On December 10, the Federal Open Market Committee (FOMC) lowered the base rate by 25 basis points to a target range of 3.5–3.75%. The move was priced in, but the regulator surprised the market with a pivot in balance sheet management. The Fed is done draining liquidity and has started pumping it back into the system.
Liquidity Returns
The central bank kicks off reserve management purchases this week. The plan involves buying $40 billion in Treasury bills monthly.
The Fed argues that bank reserve balances have hit an acceptable floor and cannot drop further. To keep the banking plumbing intact, the regulator will support the supply of reserves by purchasing short-term paper. The market reads this clearly: fresh capital is entering the game, which historically acts as rocket fuel for risk assets.
WSJ chief economics correspondent Nick Timiraos confirms the shift: the focus is now on market mechanics and saturating the system with cash.
Split Committee
Unity among officials has cracked. Three out of 12 voters dissented against the decision, a rare occurrence for the central bank.

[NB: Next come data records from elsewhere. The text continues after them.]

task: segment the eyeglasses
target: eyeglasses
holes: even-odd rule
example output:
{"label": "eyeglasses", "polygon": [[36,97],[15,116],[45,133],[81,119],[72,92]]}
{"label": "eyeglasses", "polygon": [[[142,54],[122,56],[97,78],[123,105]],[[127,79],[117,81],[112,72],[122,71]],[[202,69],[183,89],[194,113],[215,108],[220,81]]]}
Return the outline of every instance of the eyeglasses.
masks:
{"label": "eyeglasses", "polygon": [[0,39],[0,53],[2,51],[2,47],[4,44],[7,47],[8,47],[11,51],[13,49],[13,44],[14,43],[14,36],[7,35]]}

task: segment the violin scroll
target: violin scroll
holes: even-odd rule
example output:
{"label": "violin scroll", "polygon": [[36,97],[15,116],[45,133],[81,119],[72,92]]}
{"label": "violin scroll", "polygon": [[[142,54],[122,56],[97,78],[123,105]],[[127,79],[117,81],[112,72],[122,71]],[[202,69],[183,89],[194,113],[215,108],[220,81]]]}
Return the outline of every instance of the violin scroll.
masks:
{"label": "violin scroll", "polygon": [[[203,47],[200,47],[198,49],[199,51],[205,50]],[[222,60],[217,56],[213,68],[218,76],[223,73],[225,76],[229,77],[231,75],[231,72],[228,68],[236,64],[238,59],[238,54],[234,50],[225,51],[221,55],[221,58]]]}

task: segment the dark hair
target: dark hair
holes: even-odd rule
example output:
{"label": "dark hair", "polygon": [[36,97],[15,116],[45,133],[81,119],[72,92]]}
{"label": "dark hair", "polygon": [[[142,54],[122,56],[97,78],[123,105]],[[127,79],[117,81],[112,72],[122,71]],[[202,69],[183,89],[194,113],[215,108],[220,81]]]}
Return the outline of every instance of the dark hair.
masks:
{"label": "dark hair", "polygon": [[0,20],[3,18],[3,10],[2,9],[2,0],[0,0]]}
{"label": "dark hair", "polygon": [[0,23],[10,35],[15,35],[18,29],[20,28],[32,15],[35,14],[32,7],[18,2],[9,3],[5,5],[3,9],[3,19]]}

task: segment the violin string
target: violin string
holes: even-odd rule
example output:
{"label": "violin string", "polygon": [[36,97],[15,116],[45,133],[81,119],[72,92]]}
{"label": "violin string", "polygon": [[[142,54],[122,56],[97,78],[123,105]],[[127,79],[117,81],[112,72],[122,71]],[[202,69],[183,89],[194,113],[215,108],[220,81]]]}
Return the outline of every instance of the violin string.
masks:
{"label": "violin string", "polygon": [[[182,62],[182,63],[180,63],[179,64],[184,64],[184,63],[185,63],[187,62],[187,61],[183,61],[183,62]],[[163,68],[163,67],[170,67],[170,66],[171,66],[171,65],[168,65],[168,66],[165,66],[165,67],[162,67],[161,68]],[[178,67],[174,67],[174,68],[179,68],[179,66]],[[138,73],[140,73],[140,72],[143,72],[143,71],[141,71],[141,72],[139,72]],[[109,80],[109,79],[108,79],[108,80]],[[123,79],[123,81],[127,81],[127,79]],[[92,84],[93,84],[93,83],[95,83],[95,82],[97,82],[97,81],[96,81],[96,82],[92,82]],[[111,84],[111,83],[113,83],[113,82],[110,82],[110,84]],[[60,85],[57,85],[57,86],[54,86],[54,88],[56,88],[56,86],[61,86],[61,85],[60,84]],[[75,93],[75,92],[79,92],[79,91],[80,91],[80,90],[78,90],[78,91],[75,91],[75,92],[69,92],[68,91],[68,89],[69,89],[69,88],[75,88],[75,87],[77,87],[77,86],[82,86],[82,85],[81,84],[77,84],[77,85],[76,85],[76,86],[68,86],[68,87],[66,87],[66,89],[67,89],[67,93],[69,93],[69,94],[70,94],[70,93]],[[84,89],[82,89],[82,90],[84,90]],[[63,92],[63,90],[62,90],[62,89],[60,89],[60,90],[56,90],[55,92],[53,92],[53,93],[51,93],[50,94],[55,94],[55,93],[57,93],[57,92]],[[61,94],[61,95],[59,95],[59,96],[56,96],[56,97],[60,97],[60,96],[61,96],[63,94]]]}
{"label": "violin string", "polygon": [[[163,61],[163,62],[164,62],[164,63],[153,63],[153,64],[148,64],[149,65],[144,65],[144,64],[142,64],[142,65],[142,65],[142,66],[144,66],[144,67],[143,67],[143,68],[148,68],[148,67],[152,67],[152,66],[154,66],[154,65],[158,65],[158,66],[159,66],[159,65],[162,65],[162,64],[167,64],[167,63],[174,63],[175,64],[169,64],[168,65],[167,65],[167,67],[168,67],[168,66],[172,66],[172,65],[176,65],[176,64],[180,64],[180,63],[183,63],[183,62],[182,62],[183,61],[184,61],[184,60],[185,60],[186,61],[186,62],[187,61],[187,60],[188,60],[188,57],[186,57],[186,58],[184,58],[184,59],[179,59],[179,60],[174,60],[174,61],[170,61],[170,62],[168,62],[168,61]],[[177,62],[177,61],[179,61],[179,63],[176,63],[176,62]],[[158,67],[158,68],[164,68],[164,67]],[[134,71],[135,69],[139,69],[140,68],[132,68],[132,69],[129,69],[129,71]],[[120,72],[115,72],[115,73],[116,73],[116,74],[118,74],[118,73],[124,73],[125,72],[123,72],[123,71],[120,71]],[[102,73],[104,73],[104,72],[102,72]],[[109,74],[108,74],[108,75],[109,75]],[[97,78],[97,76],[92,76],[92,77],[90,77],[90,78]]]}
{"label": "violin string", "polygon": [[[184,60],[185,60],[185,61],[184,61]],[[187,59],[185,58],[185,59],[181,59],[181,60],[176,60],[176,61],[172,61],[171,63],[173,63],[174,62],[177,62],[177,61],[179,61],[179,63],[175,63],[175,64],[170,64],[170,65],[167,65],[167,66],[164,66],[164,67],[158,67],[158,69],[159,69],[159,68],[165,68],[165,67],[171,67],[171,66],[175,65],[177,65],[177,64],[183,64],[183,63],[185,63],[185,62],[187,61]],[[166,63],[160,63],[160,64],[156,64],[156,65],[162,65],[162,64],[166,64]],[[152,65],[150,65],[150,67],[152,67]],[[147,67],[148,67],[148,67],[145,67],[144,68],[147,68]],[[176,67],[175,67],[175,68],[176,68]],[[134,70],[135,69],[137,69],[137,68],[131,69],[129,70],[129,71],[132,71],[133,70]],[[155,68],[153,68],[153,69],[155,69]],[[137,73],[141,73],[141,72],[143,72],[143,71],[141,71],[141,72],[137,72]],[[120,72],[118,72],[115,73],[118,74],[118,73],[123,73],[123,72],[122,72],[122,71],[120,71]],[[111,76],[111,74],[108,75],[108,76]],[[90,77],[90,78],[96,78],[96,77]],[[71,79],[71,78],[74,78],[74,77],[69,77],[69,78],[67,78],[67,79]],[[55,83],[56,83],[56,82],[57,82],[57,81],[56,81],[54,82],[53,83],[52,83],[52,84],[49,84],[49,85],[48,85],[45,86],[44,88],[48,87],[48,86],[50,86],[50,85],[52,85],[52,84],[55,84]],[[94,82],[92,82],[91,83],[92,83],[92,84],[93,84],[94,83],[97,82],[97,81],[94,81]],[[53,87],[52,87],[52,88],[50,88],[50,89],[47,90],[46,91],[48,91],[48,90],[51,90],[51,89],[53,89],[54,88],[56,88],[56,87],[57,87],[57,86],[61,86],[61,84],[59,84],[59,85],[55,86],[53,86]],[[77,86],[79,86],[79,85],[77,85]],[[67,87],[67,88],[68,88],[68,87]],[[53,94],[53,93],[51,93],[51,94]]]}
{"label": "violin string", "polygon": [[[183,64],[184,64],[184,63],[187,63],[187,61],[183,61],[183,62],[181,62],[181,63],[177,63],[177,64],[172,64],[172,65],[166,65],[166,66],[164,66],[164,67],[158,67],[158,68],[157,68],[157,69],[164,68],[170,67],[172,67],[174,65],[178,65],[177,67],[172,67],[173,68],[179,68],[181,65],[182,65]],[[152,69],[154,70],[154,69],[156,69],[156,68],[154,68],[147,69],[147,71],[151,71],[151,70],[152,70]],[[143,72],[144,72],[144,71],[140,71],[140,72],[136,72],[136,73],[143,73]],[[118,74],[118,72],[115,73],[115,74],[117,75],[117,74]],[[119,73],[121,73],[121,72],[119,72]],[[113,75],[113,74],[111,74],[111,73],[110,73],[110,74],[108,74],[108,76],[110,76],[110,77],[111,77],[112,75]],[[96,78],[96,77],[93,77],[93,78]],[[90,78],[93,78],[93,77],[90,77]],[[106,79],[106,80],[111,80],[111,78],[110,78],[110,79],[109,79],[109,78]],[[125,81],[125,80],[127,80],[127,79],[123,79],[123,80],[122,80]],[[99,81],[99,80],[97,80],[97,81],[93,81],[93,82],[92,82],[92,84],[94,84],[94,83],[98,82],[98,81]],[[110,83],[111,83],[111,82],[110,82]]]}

Chicago Fed President Austan D. Goolsbee and Kansas City Fed President Jeffrey R. Schmid voted to hold rates steady, citing inflation risks. On the other end of the spectrum, Governor Stephen I. Miran pushed for a more aggressive 50 basis point cut.
This divergence highlights deep uncertainty within the Fed. The updated Dot Plot shows that six of the 19 participants saw no need to cut rates at this stage at all.
Macro Background
The rhetoric in the final statement tightened. The regulator acknowledged that inflation is creeping up again and remains elevated. Job growth slowed, though unemployment stays low.
A key shift: The text dropped the language about reducing the balance sheet and replaced it with instructions for bill buying. Officials avoid the term QE (quantitative easing), but the result is what matters to the market — the era of liquidity withdrawal is officially over, and the printing press is back in business.